Vitreous alterations occur from early stages and continue through the normal aging, with gradual lamellae formation and the appearance of liquefied spaces, which eventually leads to complications, such as retinal tear, retinal detachment, and intravitreal hemorrhage. The aim of the present study was to investigate the expression of let-7 miRNA family in the vitreous and retina in newborn (1-3- day-old), young adult (2-month-old), and aging (12-month-old) rats, as well as their role as regulators of vitreous components. MicroRNAs are small, non-coding RNAs that post-transcriptionally regulate gene expression. Our results showed detection of all investigated let-7 isoforms (let-7a, let-7b, let-7c, let-7d, let-7e, let-7f and let-7i) in the retina and vitreous. Although most let-7 members were significantly upregulated in the vitreous during development, only let-7b, let-7c, and let-7e followed this same expression pattern in the retina. Let-7b and -7c increased in aging vitreous as well, and were expressed in vitro by Müller glial cells and their extracellular vesicles. Moreover, let-7 targeted hyaluronan synthase 2 (Has2) mRNA, a synthesizing enzyme of hyaluronan. These observations indicate that let-7 function is important during retina and vitreous development, and that isoforms of let-7 increased with aging, potentially modulating hyaluronan content.
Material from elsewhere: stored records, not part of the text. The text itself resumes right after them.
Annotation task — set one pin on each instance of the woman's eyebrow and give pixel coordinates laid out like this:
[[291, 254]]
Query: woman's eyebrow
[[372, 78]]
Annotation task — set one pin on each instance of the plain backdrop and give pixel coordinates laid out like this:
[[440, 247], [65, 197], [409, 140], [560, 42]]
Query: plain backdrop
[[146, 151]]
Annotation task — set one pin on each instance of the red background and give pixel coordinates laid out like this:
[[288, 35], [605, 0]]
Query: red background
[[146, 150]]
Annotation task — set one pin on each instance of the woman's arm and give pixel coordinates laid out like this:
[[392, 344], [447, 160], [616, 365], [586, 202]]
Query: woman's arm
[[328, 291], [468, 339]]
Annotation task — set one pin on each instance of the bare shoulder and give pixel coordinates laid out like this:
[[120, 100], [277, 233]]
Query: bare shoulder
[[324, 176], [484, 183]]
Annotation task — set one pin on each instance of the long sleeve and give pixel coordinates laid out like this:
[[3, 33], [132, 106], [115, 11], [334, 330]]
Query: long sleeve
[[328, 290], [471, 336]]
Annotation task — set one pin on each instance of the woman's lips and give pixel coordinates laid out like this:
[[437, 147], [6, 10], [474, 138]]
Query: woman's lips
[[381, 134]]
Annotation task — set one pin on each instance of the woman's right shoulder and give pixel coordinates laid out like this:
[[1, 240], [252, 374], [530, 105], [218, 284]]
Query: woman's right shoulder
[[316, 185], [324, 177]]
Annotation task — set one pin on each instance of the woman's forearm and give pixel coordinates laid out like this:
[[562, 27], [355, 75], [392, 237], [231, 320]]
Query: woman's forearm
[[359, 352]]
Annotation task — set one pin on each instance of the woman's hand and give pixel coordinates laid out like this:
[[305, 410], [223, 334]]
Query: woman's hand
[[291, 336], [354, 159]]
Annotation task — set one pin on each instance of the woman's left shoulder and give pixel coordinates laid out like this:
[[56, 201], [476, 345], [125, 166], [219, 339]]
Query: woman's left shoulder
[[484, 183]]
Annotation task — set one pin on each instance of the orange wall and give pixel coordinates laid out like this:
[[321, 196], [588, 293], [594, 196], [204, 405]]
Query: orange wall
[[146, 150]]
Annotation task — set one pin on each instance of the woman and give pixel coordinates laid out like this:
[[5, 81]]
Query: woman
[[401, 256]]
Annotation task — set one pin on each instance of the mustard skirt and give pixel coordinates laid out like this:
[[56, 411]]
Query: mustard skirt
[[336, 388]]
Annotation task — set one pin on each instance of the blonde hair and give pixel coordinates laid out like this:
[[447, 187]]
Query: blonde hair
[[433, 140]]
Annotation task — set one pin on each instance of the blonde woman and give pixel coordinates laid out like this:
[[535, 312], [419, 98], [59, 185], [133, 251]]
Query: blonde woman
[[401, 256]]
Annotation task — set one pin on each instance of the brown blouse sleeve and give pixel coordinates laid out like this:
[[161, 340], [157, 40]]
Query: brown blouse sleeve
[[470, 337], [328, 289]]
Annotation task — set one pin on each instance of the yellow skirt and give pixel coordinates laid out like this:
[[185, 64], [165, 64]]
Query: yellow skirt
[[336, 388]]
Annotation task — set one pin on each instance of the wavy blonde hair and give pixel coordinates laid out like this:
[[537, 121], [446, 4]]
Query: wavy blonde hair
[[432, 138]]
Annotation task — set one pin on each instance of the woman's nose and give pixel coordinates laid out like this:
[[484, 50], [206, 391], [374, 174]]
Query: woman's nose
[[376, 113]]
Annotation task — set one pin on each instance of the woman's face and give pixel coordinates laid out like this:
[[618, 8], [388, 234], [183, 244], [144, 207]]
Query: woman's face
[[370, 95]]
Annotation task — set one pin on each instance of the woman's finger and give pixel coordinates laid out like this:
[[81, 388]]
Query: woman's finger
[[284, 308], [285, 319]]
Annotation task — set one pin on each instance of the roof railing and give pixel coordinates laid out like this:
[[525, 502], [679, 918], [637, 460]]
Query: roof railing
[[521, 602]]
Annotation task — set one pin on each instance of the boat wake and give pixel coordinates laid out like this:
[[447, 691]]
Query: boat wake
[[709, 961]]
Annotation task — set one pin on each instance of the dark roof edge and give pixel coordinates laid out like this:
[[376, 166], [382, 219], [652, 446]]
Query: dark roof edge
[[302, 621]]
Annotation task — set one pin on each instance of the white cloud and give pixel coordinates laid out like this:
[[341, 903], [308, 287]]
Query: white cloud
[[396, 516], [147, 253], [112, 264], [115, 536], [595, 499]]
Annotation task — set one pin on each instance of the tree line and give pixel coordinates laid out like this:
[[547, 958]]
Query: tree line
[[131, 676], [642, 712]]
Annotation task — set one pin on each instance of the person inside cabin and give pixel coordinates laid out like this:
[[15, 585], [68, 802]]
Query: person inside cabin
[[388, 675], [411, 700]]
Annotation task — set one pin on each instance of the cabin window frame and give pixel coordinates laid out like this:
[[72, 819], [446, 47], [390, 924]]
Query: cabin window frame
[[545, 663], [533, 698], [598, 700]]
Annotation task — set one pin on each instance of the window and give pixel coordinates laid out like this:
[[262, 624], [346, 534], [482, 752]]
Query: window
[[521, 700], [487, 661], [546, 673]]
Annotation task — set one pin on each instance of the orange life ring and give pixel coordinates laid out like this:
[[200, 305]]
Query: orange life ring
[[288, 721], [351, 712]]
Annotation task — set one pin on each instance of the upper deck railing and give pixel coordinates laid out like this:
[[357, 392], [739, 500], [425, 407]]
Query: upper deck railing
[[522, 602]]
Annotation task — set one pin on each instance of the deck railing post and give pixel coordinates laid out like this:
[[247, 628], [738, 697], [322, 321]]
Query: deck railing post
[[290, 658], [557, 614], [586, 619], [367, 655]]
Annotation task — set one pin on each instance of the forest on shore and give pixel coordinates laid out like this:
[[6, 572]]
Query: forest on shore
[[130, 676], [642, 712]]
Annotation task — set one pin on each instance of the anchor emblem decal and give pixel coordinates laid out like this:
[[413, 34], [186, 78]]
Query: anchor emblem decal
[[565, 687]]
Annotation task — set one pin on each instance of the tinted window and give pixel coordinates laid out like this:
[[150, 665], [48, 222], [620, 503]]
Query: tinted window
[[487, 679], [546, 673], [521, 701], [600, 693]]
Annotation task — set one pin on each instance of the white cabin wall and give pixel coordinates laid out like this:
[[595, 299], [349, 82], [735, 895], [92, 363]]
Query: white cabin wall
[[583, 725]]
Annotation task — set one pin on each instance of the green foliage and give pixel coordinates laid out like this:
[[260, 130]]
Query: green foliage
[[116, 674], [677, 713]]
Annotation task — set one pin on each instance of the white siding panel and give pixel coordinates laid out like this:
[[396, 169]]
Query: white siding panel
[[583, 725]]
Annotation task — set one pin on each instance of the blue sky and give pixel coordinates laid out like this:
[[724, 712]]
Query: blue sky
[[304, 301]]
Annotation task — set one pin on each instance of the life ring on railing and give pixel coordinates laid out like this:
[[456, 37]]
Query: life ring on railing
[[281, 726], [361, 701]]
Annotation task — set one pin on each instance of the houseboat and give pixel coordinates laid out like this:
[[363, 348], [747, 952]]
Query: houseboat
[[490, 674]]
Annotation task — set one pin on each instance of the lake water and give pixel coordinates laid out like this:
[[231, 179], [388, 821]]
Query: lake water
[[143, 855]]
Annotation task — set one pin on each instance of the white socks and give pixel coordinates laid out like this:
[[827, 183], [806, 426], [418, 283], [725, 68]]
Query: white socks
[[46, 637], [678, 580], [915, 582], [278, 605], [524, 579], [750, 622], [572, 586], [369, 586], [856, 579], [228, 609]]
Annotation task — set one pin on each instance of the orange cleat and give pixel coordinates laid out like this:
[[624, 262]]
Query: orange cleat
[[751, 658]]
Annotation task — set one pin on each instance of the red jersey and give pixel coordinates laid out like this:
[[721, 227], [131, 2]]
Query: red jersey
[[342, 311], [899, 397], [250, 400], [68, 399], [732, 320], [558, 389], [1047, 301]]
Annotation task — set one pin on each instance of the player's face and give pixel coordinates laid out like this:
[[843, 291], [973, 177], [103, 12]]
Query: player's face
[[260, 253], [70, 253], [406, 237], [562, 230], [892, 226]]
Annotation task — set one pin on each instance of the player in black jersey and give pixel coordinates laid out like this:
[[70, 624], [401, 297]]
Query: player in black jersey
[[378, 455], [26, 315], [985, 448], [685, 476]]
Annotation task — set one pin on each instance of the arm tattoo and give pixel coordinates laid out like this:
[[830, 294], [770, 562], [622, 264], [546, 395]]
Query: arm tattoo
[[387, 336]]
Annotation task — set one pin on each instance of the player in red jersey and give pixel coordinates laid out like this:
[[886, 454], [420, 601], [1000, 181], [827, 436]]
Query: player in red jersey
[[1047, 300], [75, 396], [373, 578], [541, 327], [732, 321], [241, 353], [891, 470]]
玻璃体改变从早期发生并持续到正常衰老，逐渐形成薄片并出现液化空间，最终导致并发症，如视网膜撕裂、视网膜脱离和玻璃体内出血。本研究的目的是调查 let-7 miRNA 家族在新生儿（1-3 天大）、青年（2 个月大）和老龄（12 个月大）玻璃体和视网膜中的表达。 -old) 大鼠，以及它们作为玻璃体成分调节剂的作用。MicroRNA 是小的非编码 RNA，可在转录后调节基因表达。我们的结果显示在视网膜和玻璃体中检测到所有研究的 let-7 亚型（let-7a、let-7b、let-7c、let-7d、let-7e、let-7f 和 let-7i）。尽管大多数 let-7 成员在发育过程中在玻璃体内显着上调，但只有 let-7b、let-7c 和 let-7e 在视网膜中遵循相同的表达模式。Let-7b 和 -7c 在老化玻璃体中也增加，并表达Müller 神经胶质细胞及其细胞外囊泡在体外。此外，let-7 靶向透明质酸合成酶 2 ( Has2 ) mRNA，透明质酸合成酶。这些观察结果表明，let-7 功能在视网膜和玻璃体发育过程中很重要，并且 let-7 的同种型随着年龄的增长而增加，可能会调节透明质酸含量。